On Thursday, many eye catchy events that would draw a savvy investor’s attention. The Nasdaq lost over 2.1%, Dow was off about 1%, and The S&P 500 dropped about 1.5%. Many investors would like to watch these, but there are others that shifted more than the ones listed above.
S&P Volatility Index, often known as the VIX. It measures the possible volatility in stocks till the next 30 days; it achieves this by analyzing the market activities for puts and calls. These are the derivatives that cause one to be in line with a certain stock or index over a given period in the future.
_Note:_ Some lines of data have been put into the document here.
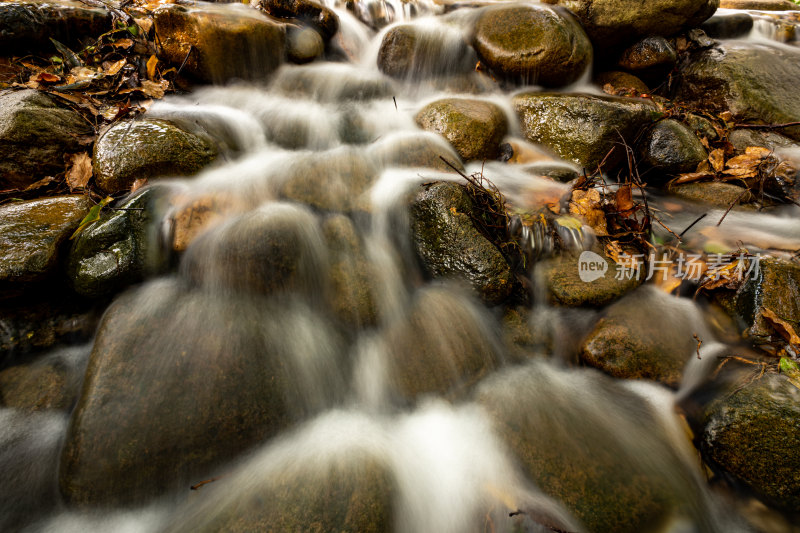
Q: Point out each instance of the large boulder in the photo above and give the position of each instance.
(752, 432)
(218, 45)
(615, 22)
(628, 343)
(532, 44)
(35, 134)
(583, 128)
(28, 25)
(450, 246)
(669, 148)
(475, 128)
(146, 149)
(179, 382)
(629, 479)
(757, 83)
(32, 235)
(117, 250)
(414, 52)
(771, 292)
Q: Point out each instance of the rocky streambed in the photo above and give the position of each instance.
(397, 266)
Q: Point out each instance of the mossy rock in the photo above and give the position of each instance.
(757, 83)
(450, 246)
(752, 433)
(146, 149)
(220, 45)
(533, 44)
(475, 128)
(117, 250)
(177, 383)
(35, 134)
(562, 277)
(669, 148)
(775, 288)
(34, 233)
(583, 128)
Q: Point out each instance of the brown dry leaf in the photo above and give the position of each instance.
(46, 77)
(624, 199)
(151, 67)
(758, 151)
(138, 184)
(692, 176)
(784, 328)
(586, 205)
(113, 68)
(747, 161)
(717, 159)
(80, 170)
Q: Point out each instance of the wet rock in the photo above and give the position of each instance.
(774, 289)
(28, 25)
(304, 45)
(274, 249)
(670, 148)
(316, 15)
(532, 44)
(35, 134)
(629, 344)
(352, 296)
(32, 235)
(332, 83)
(336, 180)
(713, 193)
(117, 250)
(442, 347)
(49, 383)
(179, 382)
(613, 22)
(220, 44)
(728, 26)
(349, 493)
(610, 481)
(413, 52)
(650, 59)
(752, 433)
(562, 172)
(582, 128)
(449, 245)
(42, 321)
(414, 150)
(565, 287)
(761, 5)
(148, 148)
(756, 83)
(621, 80)
(475, 128)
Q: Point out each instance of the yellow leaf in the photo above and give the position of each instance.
(80, 171)
(151, 67)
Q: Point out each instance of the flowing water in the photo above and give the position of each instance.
(419, 386)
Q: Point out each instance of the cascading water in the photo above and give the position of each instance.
(299, 365)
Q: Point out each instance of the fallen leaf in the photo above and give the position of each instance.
(80, 171)
(717, 159)
(114, 67)
(783, 327)
(151, 67)
(92, 217)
The higher the VIX, the greater the anticipated volatility
Since 1990, the mean closing price of the VIX is 19.5. Over the thousand trading days, it has closed 10.0 just in 28 days. And 19 days out of these 28 days have come to be this year. According to the VIX, volatility is anticipated to be low.
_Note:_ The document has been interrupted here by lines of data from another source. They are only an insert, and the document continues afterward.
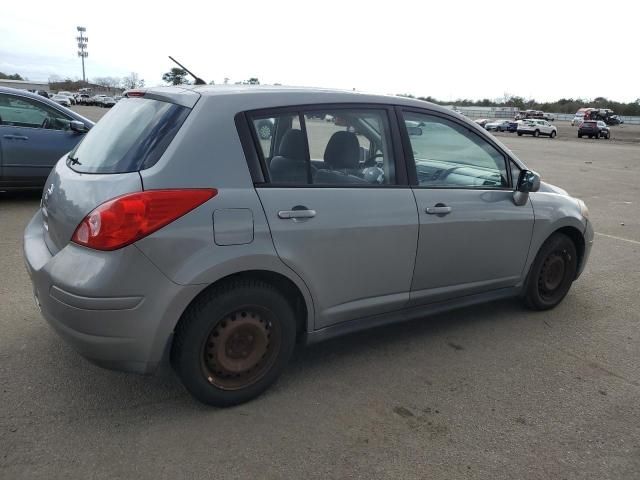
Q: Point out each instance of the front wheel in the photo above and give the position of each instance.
(233, 342)
(552, 273)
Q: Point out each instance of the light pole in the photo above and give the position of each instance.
(82, 49)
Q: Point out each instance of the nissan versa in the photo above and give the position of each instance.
(176, 230)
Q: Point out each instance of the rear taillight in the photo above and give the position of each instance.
(126, 219)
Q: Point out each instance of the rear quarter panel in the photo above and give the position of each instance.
(207, 153)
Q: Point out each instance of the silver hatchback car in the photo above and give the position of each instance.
(181, 228)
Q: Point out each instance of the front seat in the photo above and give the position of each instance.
(290, 165)
(342, 155)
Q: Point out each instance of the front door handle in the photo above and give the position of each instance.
(15, 137)
(438, 209)
(286, 214)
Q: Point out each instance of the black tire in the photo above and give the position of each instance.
(265, 129)
(256, 326)
(552, 273)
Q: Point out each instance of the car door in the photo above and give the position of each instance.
(33, 136)
(340, 211)
(473, 237)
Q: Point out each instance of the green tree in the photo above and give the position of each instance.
(15, 76)
(175, 76)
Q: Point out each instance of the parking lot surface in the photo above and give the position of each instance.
(494, 391)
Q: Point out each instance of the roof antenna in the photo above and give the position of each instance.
(198, 80)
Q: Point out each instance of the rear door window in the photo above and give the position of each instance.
(26, 112)
(131, 137)
(326, 147)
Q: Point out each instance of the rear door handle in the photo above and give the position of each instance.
(438, 209)
(286, 214)
(15, 137)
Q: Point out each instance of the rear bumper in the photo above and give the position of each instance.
(115, 308)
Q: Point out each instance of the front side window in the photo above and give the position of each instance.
(448, 155)
(326, 147)
(25, 112)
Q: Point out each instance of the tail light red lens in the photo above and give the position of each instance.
(126, 219)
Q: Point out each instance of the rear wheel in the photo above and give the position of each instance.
(233, 342)
(552, 273)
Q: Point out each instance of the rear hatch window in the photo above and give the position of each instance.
(131, 137)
The VIX has received many presses lately with several persons saying their opinion about the cause of the low VIX. However, VIX took another shape this week whereas there was an average of 3% daily increase or decrease in July.
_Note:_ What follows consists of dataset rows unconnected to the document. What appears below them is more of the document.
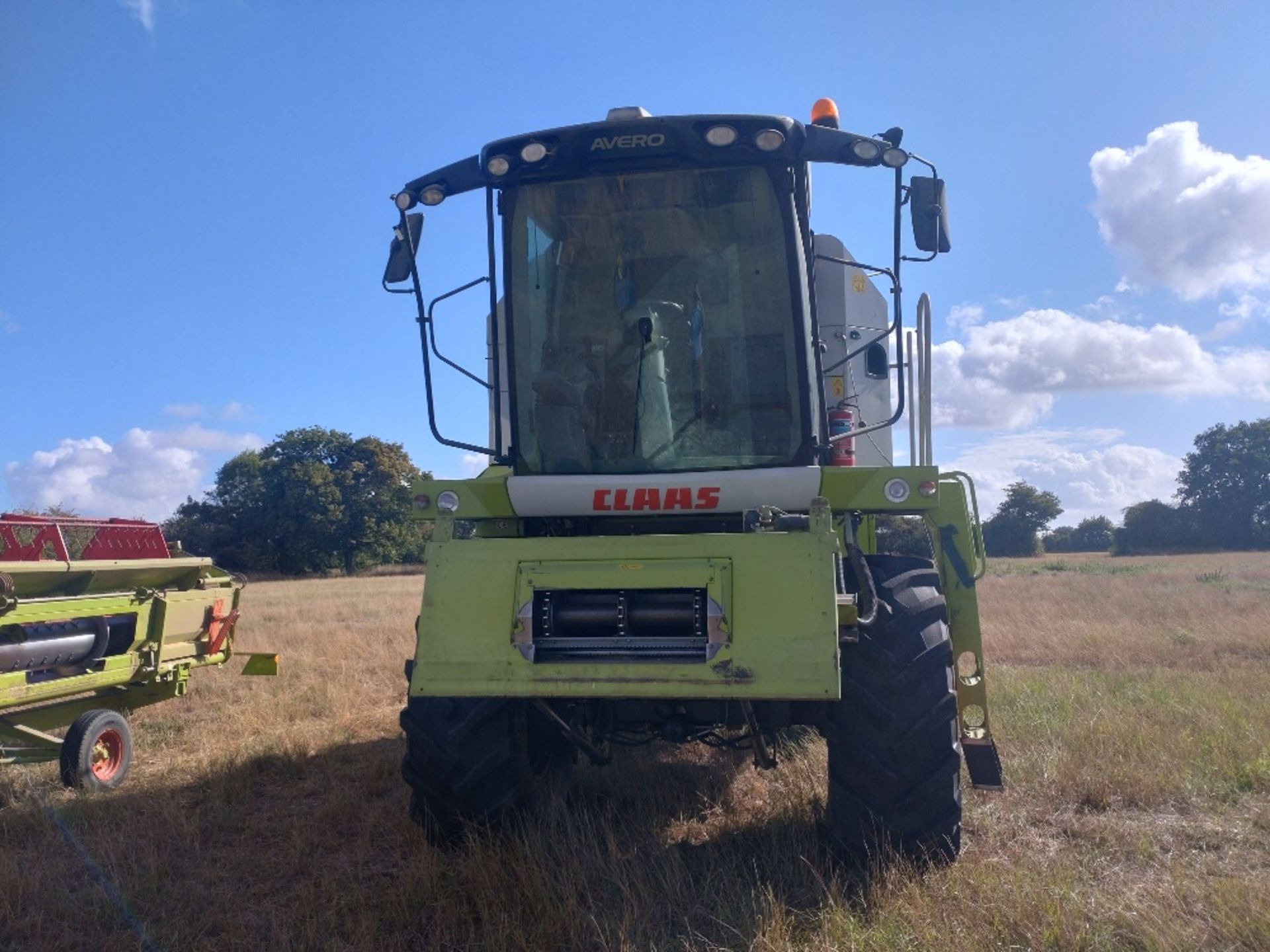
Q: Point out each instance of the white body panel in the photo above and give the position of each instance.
(849, 303)
(789, 488)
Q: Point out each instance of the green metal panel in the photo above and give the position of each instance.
(958, 541)
(861, 488)
(778, 589)
(480, 498)
(52, 578)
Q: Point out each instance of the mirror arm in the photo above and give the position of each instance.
(934, 254)
(432, 332)
(427, 365)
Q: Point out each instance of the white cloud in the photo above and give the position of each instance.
(1007, 374)
(473, 465)
(1183, 215)
(964, 315)
(1089, 469)
(144, 474)
(144, 11)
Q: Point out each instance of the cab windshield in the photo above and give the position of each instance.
(653, 324)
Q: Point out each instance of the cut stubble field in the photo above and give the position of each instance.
(1130, 701)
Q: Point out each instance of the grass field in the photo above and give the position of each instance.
(1132, 706)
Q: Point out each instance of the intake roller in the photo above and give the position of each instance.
(632, 614)
(54, 645)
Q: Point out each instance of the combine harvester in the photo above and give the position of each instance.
(98, 619)
(691, 404)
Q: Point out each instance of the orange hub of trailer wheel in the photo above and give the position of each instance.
(107, 754)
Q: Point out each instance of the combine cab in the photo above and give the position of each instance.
(98, 619)
(691, 400)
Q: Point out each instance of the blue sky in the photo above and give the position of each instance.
(194, 212)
The average this month has risen to 8.3%. It went up to 44% on Thursday, closing at 16.04. The last time the VIX closed at such high was No. 8, 2016 when the presidential election was held.
It’s not apparent what’s happening, but the war of words between North Korea and the US seems to play a part in the VIX condition.
Who knows what’s next? Maybe the stocks go sideways while nothing happens or international conflict causes a reduction of stocks. Possibly, Congress puts its act right and passes tax reforms and cause an increase in fattening corporate coffers. Any way it goes, investors should strengthen themselves for any of these possible outcomes.